Rene Schmitz uzs159 at uni-bonn.de
Thu Nov 25 11:09:30 CET 1999

At 11:12 24.11.99 +0100, Haible Juergen wrote:
>	>Patch cords are an issue I had not considered yet. 
>	>Converting all of the inputs and outputs to lower voltages 
>	>seems impractical to me, 
>Wouldn't dividing outputs down by 1:5 be safe enough, and
>still hot enough to drive the next tube stage ? (Thinking of 
>all these passive tone controls between the gain stages
>of guitar amps ...)

Safety first !!! Never run a hot signal thru a connector which you can
touch !! 
Some might say: "I'm carefull", but on that rare occasion, where you were
unattentive, it zaps you and possibly you get a heart attack. Its a flirt
with desaster!

In many multistage VT-amps the plate voltage *has* to be divided down. A
single gain stage might give you a gain of 50-80. But on the same time,
your peak to peak voltage level must be less than the cathode voltage.
Otherwise you will "forward bias" the grid ,makeing it act as a VT-diode.
The grid must usually be negative against the cathode. Running 60Vpp
levels, (on a assumed 1V input, g=60.) you would have to put the cathode on
at least 60V, when you don't want grid current. Usually the cathodes are
held only 1-2V above ground, the maximum input voltage swing is 1-2Vpp! In
many guitar (pre)amps, there is gainwise no necessity for two or three
stages, the extra tubes are used for the "loss" of the frequency control. A
single stage usually suffices to drive the poweramp. The unsymetrical
loading of the previous stage which occurs when the grid current sets in
(and the load impedance varies), may be a pleasant effect.

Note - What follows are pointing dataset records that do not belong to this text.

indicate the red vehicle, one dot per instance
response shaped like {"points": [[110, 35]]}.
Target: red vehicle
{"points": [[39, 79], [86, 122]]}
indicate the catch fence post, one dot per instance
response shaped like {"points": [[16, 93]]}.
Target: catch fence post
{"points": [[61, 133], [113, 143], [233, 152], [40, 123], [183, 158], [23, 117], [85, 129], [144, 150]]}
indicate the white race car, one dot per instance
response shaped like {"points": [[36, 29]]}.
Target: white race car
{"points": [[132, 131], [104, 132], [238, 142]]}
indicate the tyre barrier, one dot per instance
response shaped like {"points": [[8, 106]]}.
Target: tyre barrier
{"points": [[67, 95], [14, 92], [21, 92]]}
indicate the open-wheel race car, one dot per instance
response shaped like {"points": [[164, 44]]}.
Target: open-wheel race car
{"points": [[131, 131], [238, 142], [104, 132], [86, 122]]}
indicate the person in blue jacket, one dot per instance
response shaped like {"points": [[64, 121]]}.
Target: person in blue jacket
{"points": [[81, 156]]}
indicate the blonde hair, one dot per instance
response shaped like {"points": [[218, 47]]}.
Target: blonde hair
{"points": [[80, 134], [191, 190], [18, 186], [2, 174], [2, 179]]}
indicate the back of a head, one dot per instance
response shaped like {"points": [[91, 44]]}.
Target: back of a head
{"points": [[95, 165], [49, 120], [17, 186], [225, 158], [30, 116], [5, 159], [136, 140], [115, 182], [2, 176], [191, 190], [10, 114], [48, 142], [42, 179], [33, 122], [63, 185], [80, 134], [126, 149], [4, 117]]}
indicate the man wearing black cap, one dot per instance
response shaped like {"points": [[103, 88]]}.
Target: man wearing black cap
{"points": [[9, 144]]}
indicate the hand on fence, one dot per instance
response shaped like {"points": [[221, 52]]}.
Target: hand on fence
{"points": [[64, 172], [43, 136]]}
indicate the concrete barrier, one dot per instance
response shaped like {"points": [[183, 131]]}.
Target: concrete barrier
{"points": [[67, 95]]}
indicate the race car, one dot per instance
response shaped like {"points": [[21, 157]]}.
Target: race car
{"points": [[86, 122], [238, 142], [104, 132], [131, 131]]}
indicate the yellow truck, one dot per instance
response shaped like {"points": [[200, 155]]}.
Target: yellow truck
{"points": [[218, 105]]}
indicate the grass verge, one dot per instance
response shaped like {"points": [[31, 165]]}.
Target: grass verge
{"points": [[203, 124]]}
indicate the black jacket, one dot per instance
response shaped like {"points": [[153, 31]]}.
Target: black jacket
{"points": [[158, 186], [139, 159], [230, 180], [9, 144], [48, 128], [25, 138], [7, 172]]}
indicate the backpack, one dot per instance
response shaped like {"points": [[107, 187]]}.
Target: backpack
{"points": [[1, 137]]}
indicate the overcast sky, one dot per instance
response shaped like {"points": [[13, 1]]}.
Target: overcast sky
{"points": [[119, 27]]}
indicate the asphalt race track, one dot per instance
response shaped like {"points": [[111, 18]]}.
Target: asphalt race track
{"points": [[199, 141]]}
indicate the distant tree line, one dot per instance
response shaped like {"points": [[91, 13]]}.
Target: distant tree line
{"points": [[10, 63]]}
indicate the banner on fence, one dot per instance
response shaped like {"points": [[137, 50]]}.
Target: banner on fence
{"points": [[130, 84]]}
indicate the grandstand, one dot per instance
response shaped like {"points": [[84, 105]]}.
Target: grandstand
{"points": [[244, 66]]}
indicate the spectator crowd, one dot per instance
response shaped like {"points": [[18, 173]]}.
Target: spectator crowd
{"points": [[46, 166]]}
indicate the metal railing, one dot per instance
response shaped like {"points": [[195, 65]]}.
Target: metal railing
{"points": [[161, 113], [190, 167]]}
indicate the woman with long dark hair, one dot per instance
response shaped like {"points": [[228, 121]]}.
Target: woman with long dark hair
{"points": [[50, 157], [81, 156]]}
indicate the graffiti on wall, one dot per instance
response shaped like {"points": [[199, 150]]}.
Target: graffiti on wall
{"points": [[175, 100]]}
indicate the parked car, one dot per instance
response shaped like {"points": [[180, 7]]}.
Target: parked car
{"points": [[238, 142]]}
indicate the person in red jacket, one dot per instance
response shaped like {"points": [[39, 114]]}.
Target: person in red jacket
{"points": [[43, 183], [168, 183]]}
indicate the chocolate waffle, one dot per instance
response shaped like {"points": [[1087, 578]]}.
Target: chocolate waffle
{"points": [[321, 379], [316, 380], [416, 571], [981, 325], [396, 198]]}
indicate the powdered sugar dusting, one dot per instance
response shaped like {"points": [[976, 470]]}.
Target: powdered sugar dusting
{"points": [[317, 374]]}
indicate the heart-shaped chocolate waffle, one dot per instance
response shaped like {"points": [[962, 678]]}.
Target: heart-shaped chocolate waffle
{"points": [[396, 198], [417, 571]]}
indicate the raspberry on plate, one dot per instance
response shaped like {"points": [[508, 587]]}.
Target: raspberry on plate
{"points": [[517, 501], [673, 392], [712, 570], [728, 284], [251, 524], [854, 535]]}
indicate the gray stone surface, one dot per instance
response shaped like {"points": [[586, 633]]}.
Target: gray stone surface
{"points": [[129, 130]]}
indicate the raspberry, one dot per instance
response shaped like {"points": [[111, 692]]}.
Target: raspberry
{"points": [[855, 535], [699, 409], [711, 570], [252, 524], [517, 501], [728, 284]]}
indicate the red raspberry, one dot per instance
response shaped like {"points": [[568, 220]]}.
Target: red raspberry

With just one triode we can amplify the signal back to a hot level. For
control voltages I propose to use a 0..10V range. Amplifing control
voltages to high level with semiconductors seems OK for me, where a linear
gain is needed. Or where the voltage must go near zero (ADSR...). There is
a nice circuit in Nationals AN-72 which can do that with 1/4 LM3900 and one
HV-transistor. The advantage is that using lower levels but slightly
increased complexity, makes it safe for you or anyone who plays with it.
And you can easily interface it to your existing synthesizers. 

Why draw artificial borders thru the circuit technology? Use whatever suits
your needs and tastes. Use of semiconductors within a tube circuit is not a

The whole point of my VTVCO is that the interface is safe, while providing
compatibility with existing circuits.